When are layoffs not really layoffs? When people volunteer to lose their jobs, and they could retire anyway.
It’s just that sort of volunteers the Portland School Department is seeking to encourage by offering bonuses from $10,000 up to a potential $20,000 for departmental workers to retire.
The offer is an expansion of inducements the system has made for the past five years, which officials say has generated significant savings.
What’s different this year is that Superintendent Jim Morse is telling employees who have worked for the system for at least 10 years and meet the mininum retirement age of either 60 or 62, depending on when they were hired, that the bonuses may or may not be around next year.
The other thing is that the potential bonus was capped last year at $10,000, so some workers could get twice that amount if they choose to leave by the end of the school year in June.
The spur for the offer is a continued projected revenue shortfall, which for the next budget year starting July 1 could be as much as $4 million.

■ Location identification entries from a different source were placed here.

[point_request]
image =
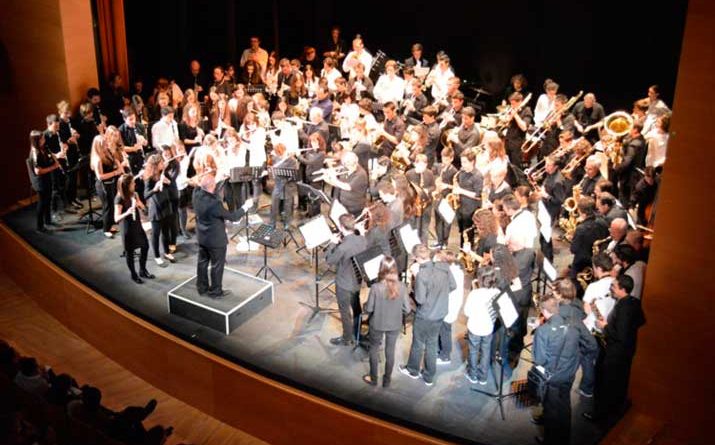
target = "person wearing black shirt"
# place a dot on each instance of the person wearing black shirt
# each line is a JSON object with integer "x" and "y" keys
{"x": 386, "y": 304}
{"x": 126, "y": 213}
{"x": 347, "y": 286}
{"x": 42, "y": 165}
{"x": 614, "y": 366}
{"x": 211, "y": 219}
{"x": 588, "y": 112}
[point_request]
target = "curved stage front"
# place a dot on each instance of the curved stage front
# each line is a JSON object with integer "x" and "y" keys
{"x": 276, "y": 376}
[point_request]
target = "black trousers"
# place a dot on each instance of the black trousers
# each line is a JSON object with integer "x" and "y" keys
{"x": 161, "y": 228}
{"x": 349, "y": 306}
{"x": 44, "y": 205}
{"x": 557, "y": 414}
{"x": 216, "y": 257}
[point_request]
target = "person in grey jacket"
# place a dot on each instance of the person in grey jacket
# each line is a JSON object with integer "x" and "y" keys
{"x": 386, "y": 304}
{"x": 347, "y": 286}
{"x": 433, "y": 283}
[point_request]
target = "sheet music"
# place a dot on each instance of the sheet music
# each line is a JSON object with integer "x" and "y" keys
{"x": 410, "y": 237}
{"x": 542, "y": 215}
{"x": 315, "y": 232}
{"x": 372, "y": 267}
{"x": 446, "y": 211}
{"x": 549, "y": 270}
{"x": 507, "y": 311}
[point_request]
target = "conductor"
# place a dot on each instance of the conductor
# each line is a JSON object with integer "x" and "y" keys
{"x": 211, "y": 218}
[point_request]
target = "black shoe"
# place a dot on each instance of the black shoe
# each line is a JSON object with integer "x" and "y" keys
{"x": 221, "y": 294}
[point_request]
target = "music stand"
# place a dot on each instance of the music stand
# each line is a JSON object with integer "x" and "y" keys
{"x": 316, "y": 232}
{"x": 504, "y": 308}
{"x": 267, "y": 236}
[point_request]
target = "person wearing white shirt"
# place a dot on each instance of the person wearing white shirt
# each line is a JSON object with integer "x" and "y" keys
{"x": 390, "y": 87}
{"x": 480, "y": 326}
{"x": 165, "y": 131}
{"x": 439, "y": 77}
{"x": 358, "y": 54}
{"x": 545, "y": 103}
{"x": 330, "y": 73}
{"x": 255, "y": 53}
{"x": 456, "y": 298}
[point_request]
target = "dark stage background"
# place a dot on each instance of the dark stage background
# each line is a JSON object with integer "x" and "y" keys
{"x": 615, "y": 49}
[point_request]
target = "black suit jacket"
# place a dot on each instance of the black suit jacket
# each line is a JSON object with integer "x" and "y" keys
{"x": 211, "y": 219}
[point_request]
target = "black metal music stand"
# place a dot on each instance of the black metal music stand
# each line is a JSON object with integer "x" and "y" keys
{"x": 499, "y": 396}
{"x": 267, "y": 236}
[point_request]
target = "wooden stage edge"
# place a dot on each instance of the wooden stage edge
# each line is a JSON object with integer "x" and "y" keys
{"x": 269, "y": 410}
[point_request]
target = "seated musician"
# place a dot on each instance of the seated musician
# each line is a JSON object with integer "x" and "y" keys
{"x": 352, "y": 189}
{"x": 284, "y": 191}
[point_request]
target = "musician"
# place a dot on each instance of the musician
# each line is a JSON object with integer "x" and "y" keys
{"x": 626, "y": 262}
{"x": 422, "y": 179}
{"x": 620, "y": 330}
{"x": 126, "y": 211}
{"x": 545, "y": 103}
{"x": 519, "y": 123}
{"x": 468, "y": 186}
{"x": 69, "y": 136}
{"x": 591, "y": 227}
{"x": 106, "y": 170}
{"x": 358, "y": 54}
{"x": 165, "y": 131}
{"x": 42, "y": 164}
{"x": 389, "y": 87}
{"x": 556, "y": 348}
{"x": 347, "y": 286}
{"x": 444, "y": 173}
{"x": 352, "y": 189}
{"x": 433, "y": 283}
{"x": 592, "y": 176}
{"x": 336, "y": 46}
{"x": 439, "y": 77}
{"x": 195, "y": 80}
{"x": 634, "y": 153}
{"x": 586, "y": 113}
{"x": 563, "y": 123}
{"x": 468, "y": 135}
{"x": 416, "y": 59}
{"x": 284, "y": 191}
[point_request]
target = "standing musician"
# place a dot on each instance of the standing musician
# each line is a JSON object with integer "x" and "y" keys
{"x": 422, "y": 179}
{"x": 126, "y": 211}
{"x": 517, "y": 126}
{"x": 211, "y": 219}
{"x": 468, "y": 185}
{"x": 588, "y": 112}
{"x": 284, "y": 191}
{"x": 69, "y": 136}
{"x": 444, "y": 173}
{"x": 389, "y": 87}
{"x": 358, "y": 55}
{"x": 107, "y": 170}
{"x": 351, "y": 190}
{"x": 347, "y": 286}
{"x": 42, "y": 164}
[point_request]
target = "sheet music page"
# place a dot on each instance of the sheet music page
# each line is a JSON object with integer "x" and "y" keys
{"x": 372, "y": 267}
{"x": 315, "y": 232}
{"x": 542, "y": 215}
{"x": 507, "y": 311}
{"x": 446, "y": 211}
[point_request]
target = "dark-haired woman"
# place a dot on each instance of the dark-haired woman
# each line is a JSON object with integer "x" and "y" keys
{"x": 386, "y": 305}
{"x": 126, "y": 213}
{"x": 42, "y": 164}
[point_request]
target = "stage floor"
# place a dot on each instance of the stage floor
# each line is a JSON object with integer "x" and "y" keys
{"x": 281, "y": 343}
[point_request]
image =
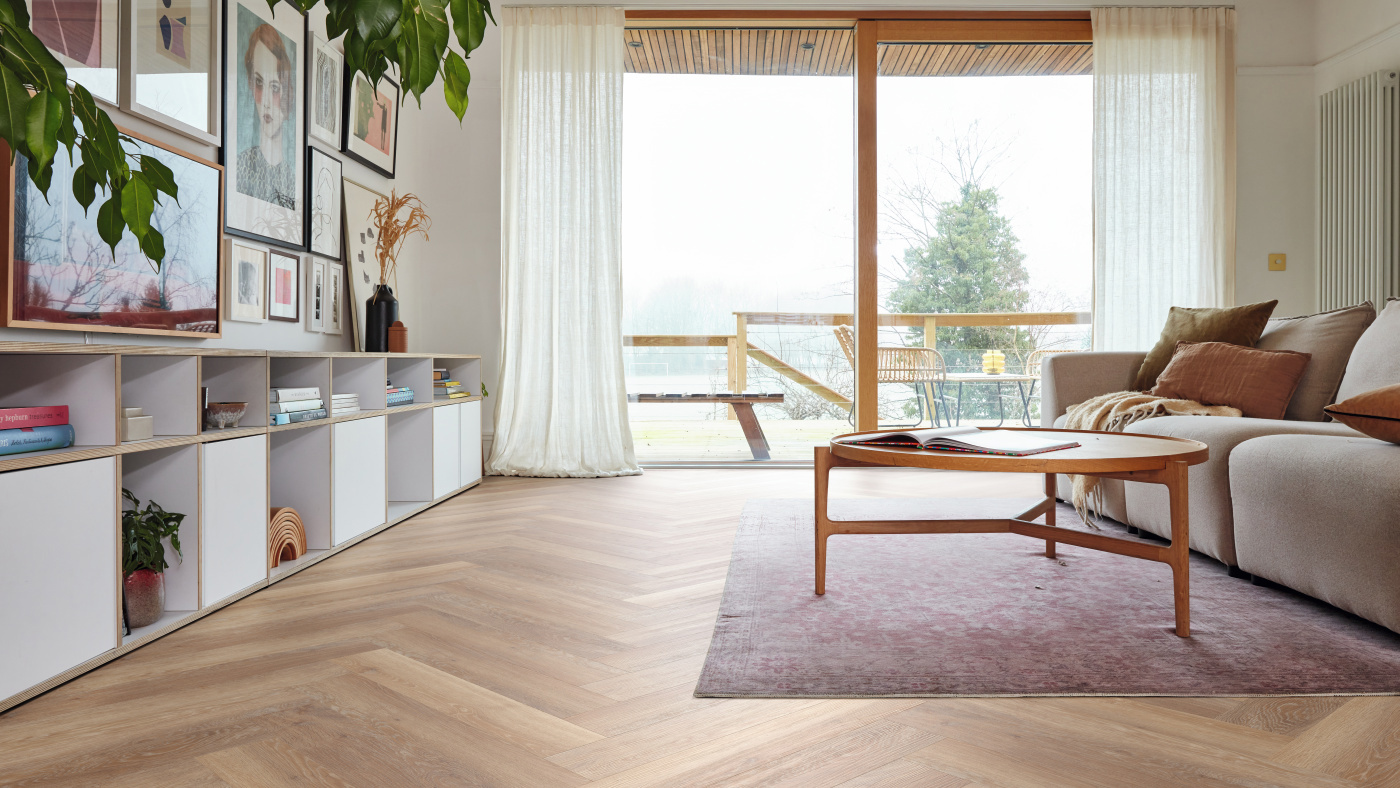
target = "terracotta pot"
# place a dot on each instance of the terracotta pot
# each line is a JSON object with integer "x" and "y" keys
{"x": 143, "y": 596}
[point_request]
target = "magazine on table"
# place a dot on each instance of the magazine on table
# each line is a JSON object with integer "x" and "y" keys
{"x": 1008, "y": 442}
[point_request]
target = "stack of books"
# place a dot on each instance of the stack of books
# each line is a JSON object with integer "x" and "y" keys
{"x": 290, "y": 406}
{"x": 345, "y": 403}
{"x": 399, "y": 395}
{"x": 34, "y": 428}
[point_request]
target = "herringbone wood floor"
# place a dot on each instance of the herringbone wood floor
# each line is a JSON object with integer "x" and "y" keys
{"x": 545, "y": 633}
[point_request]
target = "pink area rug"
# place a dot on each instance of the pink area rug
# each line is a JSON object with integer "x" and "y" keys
{"x": 989, "y": 615}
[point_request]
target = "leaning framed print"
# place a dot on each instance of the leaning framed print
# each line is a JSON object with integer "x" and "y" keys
{"x": 324, "y": 203}
{"x": 83, "y": 35}
{"x": 265, "y": 122}
{"x": 373, "y": 122}
{"x": 247, "y": 282}
{"x": 325, "y": 69}
{"x": 283, "y": 287}
{"x": 172, "y": 79}
{"x": 60, "y": 275}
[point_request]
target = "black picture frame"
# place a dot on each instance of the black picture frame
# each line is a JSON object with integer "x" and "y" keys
{"x": 347, "y": 126}
{"x": 228, "y": 153}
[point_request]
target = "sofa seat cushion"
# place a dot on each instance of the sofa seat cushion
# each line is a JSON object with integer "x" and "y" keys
{"x": 1319, "y": 514}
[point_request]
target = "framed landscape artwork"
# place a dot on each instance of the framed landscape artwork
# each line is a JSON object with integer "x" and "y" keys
{"x": 283, "y": 287}
{"x": 265, "y": 122}
{"x": 60, "y": 275}
{"x": 361, "y": 269}
{"x": 324, "y": 203}
{"x": 247, "y": 283}
{"x": 324, "y": 97}
{"x": 174, "y": 74}
{"x": 373, "y": 123}
{"x": 315, "y": 294}
{"x": 83, "y": 35}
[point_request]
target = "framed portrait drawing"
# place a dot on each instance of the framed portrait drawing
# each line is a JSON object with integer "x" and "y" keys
{"x": 325, "y": 69}
{"x": 265, "y": 122}
{"x": 60, "y": 275}
{"x": 174, "y": 74}
{"x": 373, "y": 123}
{"x": 315, "y": 294}
{"x": 335, "y": 298}
{"x": 83, "y": 35}
{"x": 361, "y": 269}
{"x": 247, "y": 283}
{"x": 283, "y": 286}
{"x": 324, "y": 203}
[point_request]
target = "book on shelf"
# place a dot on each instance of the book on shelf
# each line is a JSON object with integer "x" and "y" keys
{"x": 294, "y": 406}
{"x": 1007, "y": 442}
{"x": 293, "y": 395}
{"x": 25, "y": 417}
{"x": 35, "y": 438}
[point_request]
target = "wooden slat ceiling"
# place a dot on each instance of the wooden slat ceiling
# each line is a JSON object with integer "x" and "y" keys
{"x": 830, "y": 53}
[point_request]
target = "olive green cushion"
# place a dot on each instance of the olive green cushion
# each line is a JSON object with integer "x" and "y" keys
{"x": 1234, "y": 325}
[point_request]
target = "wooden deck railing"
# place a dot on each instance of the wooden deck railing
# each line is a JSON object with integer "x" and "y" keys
{"x": 930, "y": 322}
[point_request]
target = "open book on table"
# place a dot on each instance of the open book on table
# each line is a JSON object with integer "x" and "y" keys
{"x": 1010, "y": 442}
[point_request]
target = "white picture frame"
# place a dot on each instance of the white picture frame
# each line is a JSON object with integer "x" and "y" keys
{"x": 335, "y": 298}
{"x": 315, "y": 296}
{"x": 171, "y": 44}
{"x": 325, "y": 95}
{"x": 247, "y": 286}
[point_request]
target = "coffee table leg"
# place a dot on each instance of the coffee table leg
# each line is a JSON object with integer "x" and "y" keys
{"x": 1180, "y": 547}
{"x": 822, "y": 463}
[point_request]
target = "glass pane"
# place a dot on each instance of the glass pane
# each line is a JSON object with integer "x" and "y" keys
{"x": 737, "y": 217}
{"x": 986, "y": 217}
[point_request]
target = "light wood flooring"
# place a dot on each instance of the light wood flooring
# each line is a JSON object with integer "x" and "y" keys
{"x": 543, "y": 633}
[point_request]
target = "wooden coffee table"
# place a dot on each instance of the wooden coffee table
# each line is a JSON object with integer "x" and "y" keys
{"x": 1108, "y": 455}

Last year’s early-retirement bonuses led 43 eligible teachers, administrators and other workers to leave, saving the system $1.5 million because some were not replaced and other jobs were filled with lower-paid employees.
Administrators say about 200 of the department’s 1,140 workers are eligible for the new offer, which would pay a minimum of $10,000 or 30 percent of salary up to a maximum of $20,000, offered in four annual installments.
Eligible workers have until the end of the month to apply, but acceptance isn’t guaranteed. Morse said he only agreed to the plan on the condition that enough workers accepted it to guarantee “significant” savings, and that won’t be known until after Feb. 28.
It’s true that the offer doesn’t guarantee that only underperforming staff members will leave. Indeed, top teachers and other effective workers could just as easily take it as anyone else.
No, the goal here is far more direct — saving money in a way that doesn’t require the dismissal of people who like and need their jobs and want to keep them. Of course, that only works if enough people accept the offer.
If not, the $4 million shortfall is going to have to be handled in ways that will be less pleasing to staff. Which, of course, is the real incentive to grab the extra cash while it is on the table.